2. Distinct Risks in the Formation of RL systems.

To mitigate these risks posed by AI systems, we first need to understand how they are designed. Gilbert focuses on four different design choices in particular.

1. Scoping the horizon

Determining the timescale and space of an agent’s environment has an incredible impact on behavior. For example: For self-driving cars, one of the design choices is about how far a car can see i.e. what can be observed about a road.

2. Defining rewards

It is not straightforward to define rewards in any complex environment. As a result, designers have to define proxies that can make the agent learn behaviors to maximize the required output. However, in the real world, this can often result in unexpected and exploitative behavior aka ‘Reward Hacking’.

3. Pruning information

A common practice in RL research is to change the environment to fit your needs. In the real world, modifying the environment is changing the information flow from the environment to your agent. Doing so can dramatically change what the reward function means for your agent and offload the risk to external systems.

4. Training multiple agents

Multi-agent training is one of the most rapidly growing and talked about subdomains; however, there is very little information known as to how the learning systems will interact. Ex: Driving a self-driving car on a road predominantly occupied by human drivers might be very different compared to driving on a road where the majority of cars are self-driven.

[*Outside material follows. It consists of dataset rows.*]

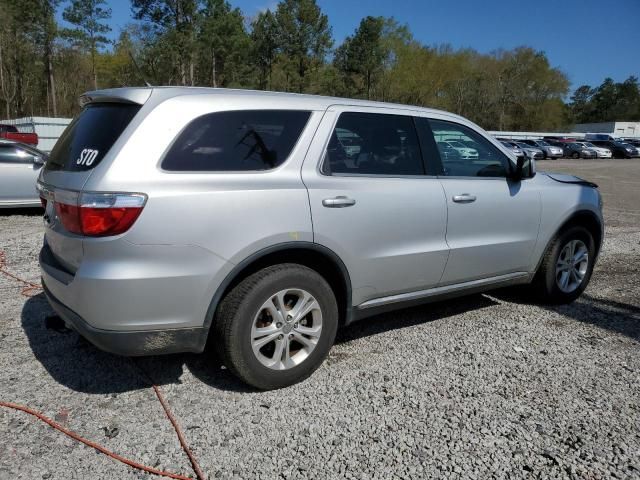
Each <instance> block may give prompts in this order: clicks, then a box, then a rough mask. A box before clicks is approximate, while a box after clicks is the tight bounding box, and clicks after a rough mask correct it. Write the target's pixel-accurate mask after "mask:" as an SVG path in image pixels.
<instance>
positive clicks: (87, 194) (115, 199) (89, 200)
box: [80, 193, 147, 237]
mask: <svg viewBox="0 0 640 480" xmlns="http://www.w3.org/2000/svg"><path fill="white" fill-rule="evenodd" d="M146 200H147V198H146V196H145V195H141V194H138V193H133V194H129V193H127V194H122V193H83V194H82V196H81V197H80V226H81V228H82V233H83V234H84V235H88V236H90V237H105V236H109V235H119V234H121V233H124V232H126V231H127V230H129V228H131V225H133V223H134V222H135V221H136V220H137V218H138V217H139V216H140V213H141V212H142V208H143V207H144V204H145V202H146Z"/></svg>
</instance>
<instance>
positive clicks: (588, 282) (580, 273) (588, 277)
mask: <svg viewBox="0 0 640 480" xmlns="http://www.w3.org/2000/svg"><path fill="white" fill-rule="evenodd" d="M595 254H596V248H595V241H594V240H593V236H592V235H591V233H590V232H589V231H588V230H587V229H586V228H584V227H580V226H574V227H569V228H567V229H565V230H564V231H562V232H560V233H559V234H558V235H557V236H556V238H555V239H554V240H553V242H552V243H551V245H550V246H549V248H548V249H547V252H546V253H545V256H544V258H543V260H542V264H541V265H540V269H539V270H538V272H537V273H536V276H535V278H534V281H533V287H534V290H535V292H536V293H537V294H538V296H539V297H540V300H541V301H542V302H544V303H552V304H563V303H571V302H573V301H574V300H575V299H576V298H578V297H579V296H580V295H581V294H582V292H583V291H584V289H585V288H587V285H588V284H589V280H590V279H591V274H592V273H593V266H594V260H595Z"/></svg>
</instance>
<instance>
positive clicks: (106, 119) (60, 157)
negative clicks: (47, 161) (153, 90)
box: [45, 103, 140, 172]
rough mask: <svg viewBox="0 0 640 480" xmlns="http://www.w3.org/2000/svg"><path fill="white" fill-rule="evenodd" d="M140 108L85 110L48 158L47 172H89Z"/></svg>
mask: <svg viewBox="0 0 640 480" xmlns="http://www.w3.org/2000/svg"><path fill="white" fill-rule="evenodd" d="M138 110H140V105H134V104H129V103H94V104H89V105H88V106H87V107H85V108H84V109H83V110H82V111H81V112H80V114H79V115H78V116H77V117H76V118H75V119H74V120H73V122H71V124H70V125H69V126H68V127H67V129H66V130H65V131H64V133H63V134H62V136H61V137H60V139H59V140H58V142H57V143H56V145H55V147H53V150H52V151H51V155H49V161H48V162H47V165H46V167H45V168H46V169H47V170H65V171H71V172H78V171H85V170H90V169H92V168H93V167H95V166H96V165H98V164H99V163H100V161H101V160H102V159H103V158H104V156H105V155H106V154H107V152H108V151H109V150H110V149H111V147H112V146H113V144H114V143H115V142H116V140H117V139H118V137H120V135H121V134H122V132H123V131H124V129H125V128H127V125H129V123H130V122H131V119H133V117H134V116H135V114H136V113H138Z"/></svg>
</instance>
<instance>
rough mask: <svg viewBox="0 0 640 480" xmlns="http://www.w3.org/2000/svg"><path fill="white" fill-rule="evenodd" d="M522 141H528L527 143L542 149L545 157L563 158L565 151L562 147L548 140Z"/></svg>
mask: <svg viewBox="0 0 640 480" xmlns="http://www.w3.org/2000/svg"><path fill="white" fill-rule="evenodd" d="M522 143H526V144H527V145H531V146H532V147H535V148H539V149H540V150H542V153H543V154H544V158H551V159H554V160H555V159H557V158H561V157H562V154H563V151H562V148H560V147H557V146H555V145H551V144H550V143H549V142H547V141H546V140H529V139H527V140H522Z"/></svg>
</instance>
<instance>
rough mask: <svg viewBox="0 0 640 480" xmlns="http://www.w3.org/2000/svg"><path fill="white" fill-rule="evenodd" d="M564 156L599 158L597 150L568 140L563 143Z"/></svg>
mask: <svg viewBox="0 0 640 480" xmlns="http://www.w3.org/2000/svg"><path fill="white" fill-rule="evenodd" d="M563 147H564V156H565V157H571V158H598V154H597V153H596V151H595V150H591V149H589V148H586V147H584V146H582V144H580V143H578V142H571V143H569V142H567V143H565V144H564V145H563Z"/></svg>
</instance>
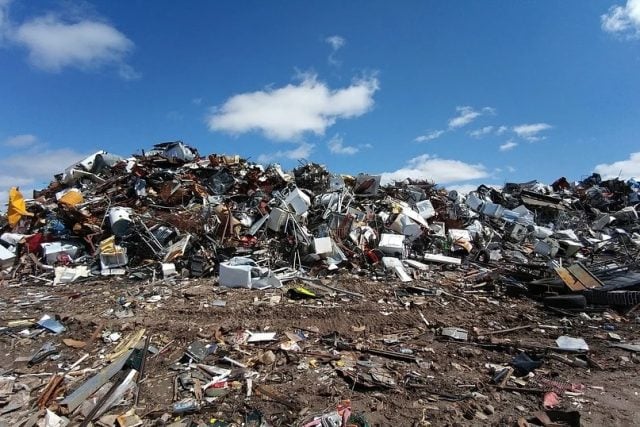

3. Reward Reports: Proposing a New Kind of AI Documentation

Each of the above key design choices comes with its set of risks. Listing the pitfalls of just one can be quite complicated: when it comes to social media, reward hacking is a major design risk. A user does not get onto social media with the intention of being engaged but rather to connect with friends or to network. However, due to reward hacking, it is common to see that social media usage leads to declining user wellbeing and increasing public distrust. Hence there is an increasing need to understand the dynamics of the system, what is at stake, and what it means to optimize the system. Given that these dynamics are widespread, it would be useful to have a summary report that can be applied to any system.

To achieve this goal, Gilbert proposes a Reward Report. Right now, the forms of documentation that exist only explain how accurate a model is, how (and by whom) the data was collected, or under what sets of features the model operates. These systems do not take into account the dynamic nature of models or the ex ante assumptions which can drastically alter their real world effects. Consequently, reward reports will include domain assumptions, the horizon and specification components. In addition, they need to be regularly updated to ensure compliance with regulation and the designer's intentions to keep up with the dynamic nature of these models. Gilbert’s contests that these changes will ensure better monitoring as these systems become more widespread and further allow for administrative or legal oversight if needed.

Conclusion

Gilbert’s talk proposes some provocative ideas surrounding the implications of AI, how to understand these implications with Reinforcement Learning, and a mitigation strategy to address the risks. Should Reward Reports be adopted, legislators and oversight groups would have significantly more information and control to make informed decisions regarding the success or failure of an AI system to achieve its goal. It is only with this extreme level of vetting that we can say with any certainty that an AI system is ‘good.’